# My favourite U-permutations



## Joël (Dec 22, 2010)

Hey guys,

I've switched from <R,U> to <M,U> U-perms for a while now, and I have my own way of executing it... I didn't think it was very original, but Erik said I should make a video; he thought it was pretty sweet... So here it is! My ways for doing U' and M are a bit uncommon maybe (but not new, I am sure). I usually do M with my left middle finger, starting at DB. I the 2nd U-perm, I am doing U' with the index starting at the FUR corner sticker. This makes my index swing back and forth, because after U' there's a U2 and then another U', and I guess it looks kinda cool.






M2' U M' U2 M U M2' (U2) M2' U' M U2 M' U' M2' (U2) (<-- everything *2)


----------



## teller (Dec 22, 2010)

That is freakin' cool looking!

I am proud to say, as a rather fingertrick intensive cuber, that I have a lot of a "Joël" in me.


----------



## amostay2004 (Dec 22, 2010)

You should do them slower though, kinda hard to see.
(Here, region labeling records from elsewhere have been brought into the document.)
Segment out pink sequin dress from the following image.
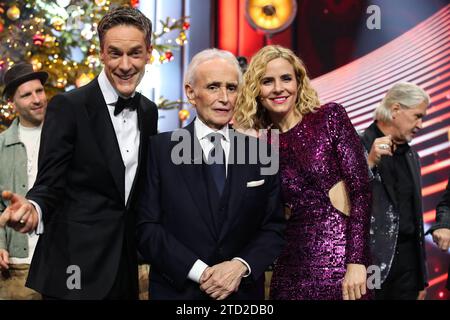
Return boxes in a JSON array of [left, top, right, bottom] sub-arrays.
[[270, 103, 371, 300]]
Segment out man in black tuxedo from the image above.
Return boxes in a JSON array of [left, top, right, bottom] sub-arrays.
[[0, 7, 158, 299], [137, 49, 285, 300]]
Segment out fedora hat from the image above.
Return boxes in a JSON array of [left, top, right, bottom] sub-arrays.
[[2, 62, 48, 98]]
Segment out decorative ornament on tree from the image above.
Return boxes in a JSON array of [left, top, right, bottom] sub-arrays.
[[6, 5, 20, 21], [56, 77, 67, 89], [130, 0, 139, 8], [95, 0, 106, 7], [75, 73, 95, 88], [33, 32, 45, 47], [50, 16, 65, 31], [178, 109, 191, 121], [44, 34, 56, 48], [30, 58, 42, 71], [164, 50, 175, 61], [56, 0, 70, 8]]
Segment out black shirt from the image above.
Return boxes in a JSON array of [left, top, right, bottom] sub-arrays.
[[376, 127, 416, 241]]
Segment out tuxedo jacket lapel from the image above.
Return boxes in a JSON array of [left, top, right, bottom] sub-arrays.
[[219, 139, 251, 240], [177, 122, 217, 238], [127, 92, 151, 207], [86, 79, 125, 201]]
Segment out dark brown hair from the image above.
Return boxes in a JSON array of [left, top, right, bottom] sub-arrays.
[[97, 6, 152, 49]]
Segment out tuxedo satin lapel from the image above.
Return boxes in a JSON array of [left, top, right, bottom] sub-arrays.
[[378, 161, 397, 206], [177, 122, 217, 238], [86, 79, 125, 201], [406, 150, 422, 212], [219, 140, 251, 240], [127, 92, 146, 207]]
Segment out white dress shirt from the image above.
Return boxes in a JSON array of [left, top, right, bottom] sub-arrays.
[[9, 123, 42, 264], [188, 117, 251, 283], [30, 70, 140, 234]]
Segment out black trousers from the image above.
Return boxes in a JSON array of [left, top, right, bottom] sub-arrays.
[[42, 241, 138, 300], [375, 240, 422, 300]]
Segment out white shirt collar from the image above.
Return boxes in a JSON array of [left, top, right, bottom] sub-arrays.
[[98, 69, 136, 105], [194, 117, 230, 142]]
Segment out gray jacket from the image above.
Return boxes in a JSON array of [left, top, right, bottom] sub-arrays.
[[0, 118, 28, 258]]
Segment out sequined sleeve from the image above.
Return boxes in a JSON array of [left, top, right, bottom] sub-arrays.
[[328, 103, 371, 264]]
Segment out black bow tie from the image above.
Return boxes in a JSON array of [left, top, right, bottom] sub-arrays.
[[114, 93, 138, 116]]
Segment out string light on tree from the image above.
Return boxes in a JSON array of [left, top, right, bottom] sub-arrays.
[[0, 0, 190, 132]]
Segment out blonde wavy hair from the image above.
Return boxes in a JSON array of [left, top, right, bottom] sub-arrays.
[[234, 45, 320, 130]]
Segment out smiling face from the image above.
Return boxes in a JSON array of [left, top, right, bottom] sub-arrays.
[[259, 58, 298, 122], [185, 58, 239, 130], [101, 25, 151, 97], [392, 102, 427, 143], [12, 79, 47, 127]]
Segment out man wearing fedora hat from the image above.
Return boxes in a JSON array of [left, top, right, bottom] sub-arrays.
[[0, 6, 158, 300], [0, 63, 48, 300]]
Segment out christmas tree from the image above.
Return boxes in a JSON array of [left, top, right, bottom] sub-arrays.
[[0, 0, 190, 132]]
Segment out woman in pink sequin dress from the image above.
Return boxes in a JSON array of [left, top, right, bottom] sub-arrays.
[[235, 46, 370, 300]]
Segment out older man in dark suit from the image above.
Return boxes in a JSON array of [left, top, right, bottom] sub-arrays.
[[137, 49, 284, 299]]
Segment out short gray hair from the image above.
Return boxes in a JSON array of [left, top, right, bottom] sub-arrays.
[[373, 82, 430, 122], [184, 48, 242, 85]]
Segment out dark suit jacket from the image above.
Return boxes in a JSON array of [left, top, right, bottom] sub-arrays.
[[27, 79, 158, 299], [137, 123, 285, 299], [427, 178, 450, 290], [361, 122, 428, 290]]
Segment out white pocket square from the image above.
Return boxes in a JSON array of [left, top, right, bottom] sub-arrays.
[[247, 179, 264, 188]]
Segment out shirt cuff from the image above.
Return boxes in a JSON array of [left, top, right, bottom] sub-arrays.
[[232, 257, 252, 278], [188, 259, 208, 283], [28, 200, 44, 235]]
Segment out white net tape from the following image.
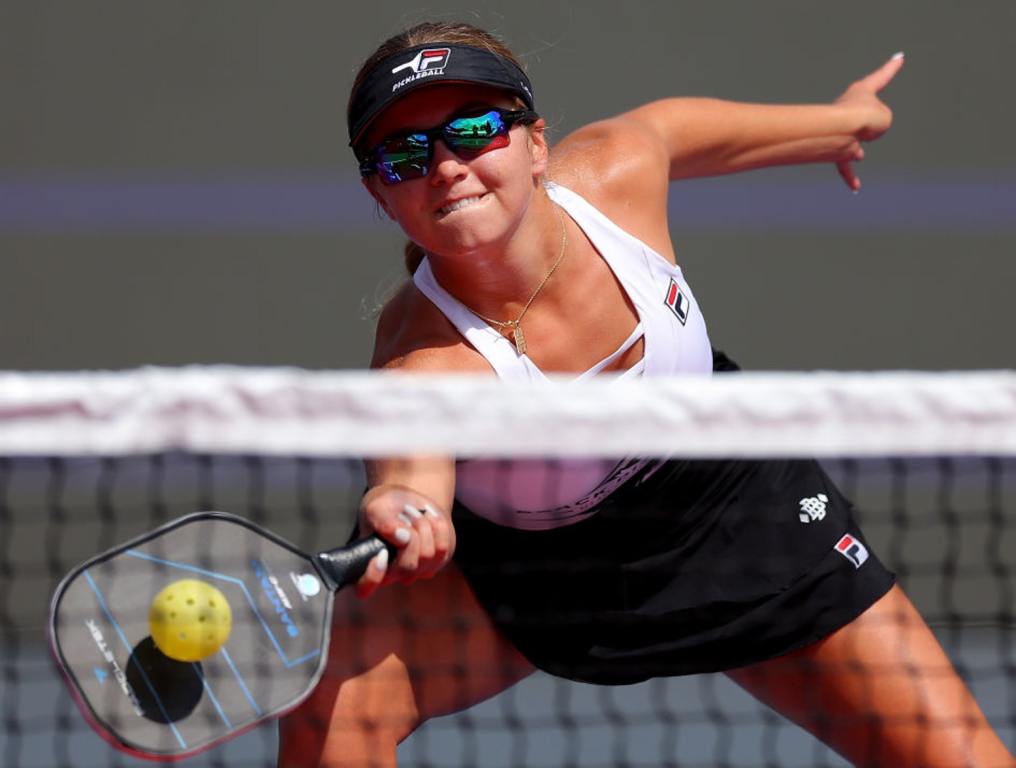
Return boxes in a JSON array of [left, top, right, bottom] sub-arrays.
[[0, 366, 1016, 457]]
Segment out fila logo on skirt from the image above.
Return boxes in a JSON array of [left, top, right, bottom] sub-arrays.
[[663, 277, 692, 325], [833, 533, 868, 568]]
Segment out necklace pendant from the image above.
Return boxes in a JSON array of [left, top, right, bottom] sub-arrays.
[[511, 323, 525, 355]]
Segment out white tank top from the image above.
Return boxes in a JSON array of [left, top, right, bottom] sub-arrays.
[[412, 183, 712, 529]]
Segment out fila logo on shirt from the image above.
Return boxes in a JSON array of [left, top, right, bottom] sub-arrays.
[[833, 533, 868, 568], [663, 277, 692, 325], [391, 48, 451, 92]]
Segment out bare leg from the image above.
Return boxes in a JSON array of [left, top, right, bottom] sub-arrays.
[[729, 587, 1016, 768], [279, 564, 532, 768]]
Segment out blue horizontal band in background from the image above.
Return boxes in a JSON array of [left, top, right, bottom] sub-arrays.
[[0, 169, 1016, 235]]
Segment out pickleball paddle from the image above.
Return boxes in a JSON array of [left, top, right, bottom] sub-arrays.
[[49, 512, 394, 760]]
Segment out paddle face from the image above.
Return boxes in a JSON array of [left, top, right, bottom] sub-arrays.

What do you average on them?


----------



## C to R - Cendy (Dec 22, 2010)

wow.. thanks.. it helps me a lot for the fingertricks..
especially for the clockwise U perm with M slice..
usually, i just do the U perm with M slice for counter-clockwise U perm..
now i can do both of them..

thanks so much Joël and Erik :tu


----------



## Kirjava (Dec 22, 2010)

I see a mirrored eido U2'


----------



## Joël (Dec 22, 2010)

C to R - Cendy said:


> wow.. thanks..


 
I am glad you like it. Btw, I had the same problem; I started with the MU version of the counterclockwise U-perm because I'd only have to do U in clockwise direction. Then I liked it so much but I had to find a good way to do U'-s combined with M's. It took a while to get used to, but it works for me...



amostay2004 said:


> You should do them slower though, kinda hard to see. What do you average on them?



I have no idea what I average on them, but they are easily sub-1-able (if I don't lockup). I tried to slow the video down, but I don't have any software installed for that, so sorry about that. If it's unclear how I perform any of the moves, just ask .


----------



## Dene (Dec 22, 2010)

Looks like eido.


----------



## Erik (Dec 22, 2010)

U were, are and will always be my cubing Guru!!  
Inspiring tricks 
Try timing it on the 1-gen timer ;-)


----------



## Joël (Dec 22, 2010)

Who is eido?


----------



## Kirjava (Dec 22, 2010)

blade740


----------



## Joël (Dec 22, 2010)

I did time it on the 1st gen timer already .


----------